Your immune system has developed a very efficient system to recognise and destroy most of the micro-organisms that enter your body. In order to do this, the immune system has to be able to distinguish between ‘us’ and ‘them’ – in other words, this is normal body tissue that belongs here, and that is a dangerous intruder.
Micro-organisms can get into your system in a variety of ways – you can breathe them in, they can hide in your food and drink and get into your stomach that way. They can also get through a cut or a bite in the skin or into any other openings you have, such as the ears, or the vagina.
The skin is the body’s first line of defence. It fights off invading pathogens by providing both a physical and a chemical barrier. But that is only the start of the process. Read more about it right here.
The respiratory tract is a very vulnerable part of the human body. Micro-organisms (such as the cold or flu viruses) most frequently attack this area. Cilia (small hair-like structures) and mucus lining the tract work to expel micro-organisms that have managed to enter.
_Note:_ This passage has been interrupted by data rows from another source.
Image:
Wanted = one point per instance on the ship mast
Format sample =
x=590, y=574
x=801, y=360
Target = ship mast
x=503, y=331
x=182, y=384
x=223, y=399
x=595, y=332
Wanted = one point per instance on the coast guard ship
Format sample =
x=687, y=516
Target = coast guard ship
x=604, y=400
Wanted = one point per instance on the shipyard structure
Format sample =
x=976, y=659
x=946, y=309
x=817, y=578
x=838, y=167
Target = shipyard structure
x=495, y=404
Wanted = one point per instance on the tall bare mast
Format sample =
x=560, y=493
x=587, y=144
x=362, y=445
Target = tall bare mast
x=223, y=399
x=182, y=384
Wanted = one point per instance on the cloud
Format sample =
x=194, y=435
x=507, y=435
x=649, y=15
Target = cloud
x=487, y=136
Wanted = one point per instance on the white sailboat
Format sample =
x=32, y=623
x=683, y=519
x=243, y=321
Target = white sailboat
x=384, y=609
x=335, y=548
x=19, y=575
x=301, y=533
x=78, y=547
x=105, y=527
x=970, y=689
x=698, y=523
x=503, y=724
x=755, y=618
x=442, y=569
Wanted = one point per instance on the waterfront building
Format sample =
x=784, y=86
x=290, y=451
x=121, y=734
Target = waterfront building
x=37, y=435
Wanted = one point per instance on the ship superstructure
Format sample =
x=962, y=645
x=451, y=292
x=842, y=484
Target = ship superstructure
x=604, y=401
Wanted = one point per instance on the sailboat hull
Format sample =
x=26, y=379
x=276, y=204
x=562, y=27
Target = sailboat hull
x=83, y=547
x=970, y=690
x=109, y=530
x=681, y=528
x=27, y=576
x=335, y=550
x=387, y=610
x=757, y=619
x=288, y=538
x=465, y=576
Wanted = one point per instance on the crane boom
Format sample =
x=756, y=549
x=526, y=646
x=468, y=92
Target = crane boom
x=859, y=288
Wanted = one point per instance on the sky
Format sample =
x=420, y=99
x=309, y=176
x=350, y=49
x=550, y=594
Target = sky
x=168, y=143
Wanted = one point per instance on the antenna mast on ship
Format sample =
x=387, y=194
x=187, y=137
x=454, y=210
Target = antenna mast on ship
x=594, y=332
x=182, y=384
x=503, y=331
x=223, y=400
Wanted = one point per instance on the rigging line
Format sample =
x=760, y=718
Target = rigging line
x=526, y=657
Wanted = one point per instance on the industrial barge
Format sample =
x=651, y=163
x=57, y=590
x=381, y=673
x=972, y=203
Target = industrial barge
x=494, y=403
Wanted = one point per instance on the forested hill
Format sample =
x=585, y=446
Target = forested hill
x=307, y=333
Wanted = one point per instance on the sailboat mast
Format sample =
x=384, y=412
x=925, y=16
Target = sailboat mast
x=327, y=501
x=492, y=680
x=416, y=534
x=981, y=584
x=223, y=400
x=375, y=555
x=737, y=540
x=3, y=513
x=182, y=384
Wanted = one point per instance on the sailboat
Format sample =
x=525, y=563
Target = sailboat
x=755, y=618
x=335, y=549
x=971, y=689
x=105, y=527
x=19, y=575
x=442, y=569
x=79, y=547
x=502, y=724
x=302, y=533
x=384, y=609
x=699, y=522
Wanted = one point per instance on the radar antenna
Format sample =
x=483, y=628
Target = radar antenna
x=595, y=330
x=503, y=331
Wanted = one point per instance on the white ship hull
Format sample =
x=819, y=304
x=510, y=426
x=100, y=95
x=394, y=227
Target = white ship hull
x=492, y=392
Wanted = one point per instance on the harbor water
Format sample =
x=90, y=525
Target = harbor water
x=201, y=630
Stomach acids and saliva manage to destroy most pathogens that have managed to enter your digestive system, although some, such as the polio virus, can survive this acidity.
Your immune system is the body’s second line of defence. It is intricate and powerful and is constantly on the alert – even when you are sleeping.
Your lymphatic system is the basis on which your whole immune system rests. It is a circulatory system that carries lymph – a transparent fluid that contains white blood cells that fight against invading micro-organisms. Lymph nodes, which swell up when you have been infected by a micro-organisms, are like clearing houses or filters for the white blood cells.
There are two types of lymphocytes (white blood cells): B lymphocytes which are made in the bone marrow and T lymphocytes which are made in the thymus. When foreign invaders are detected, the B lymphocytes start producing antibodies, which can protect you against certain diseases in the future. T cells have the job of marking and attacking cells which they think are hostile.
If your immune response is low (such as in Aids patients), then micro-organisms will be able to get into your system and multiply, without encountering much resistance. This will make you ill.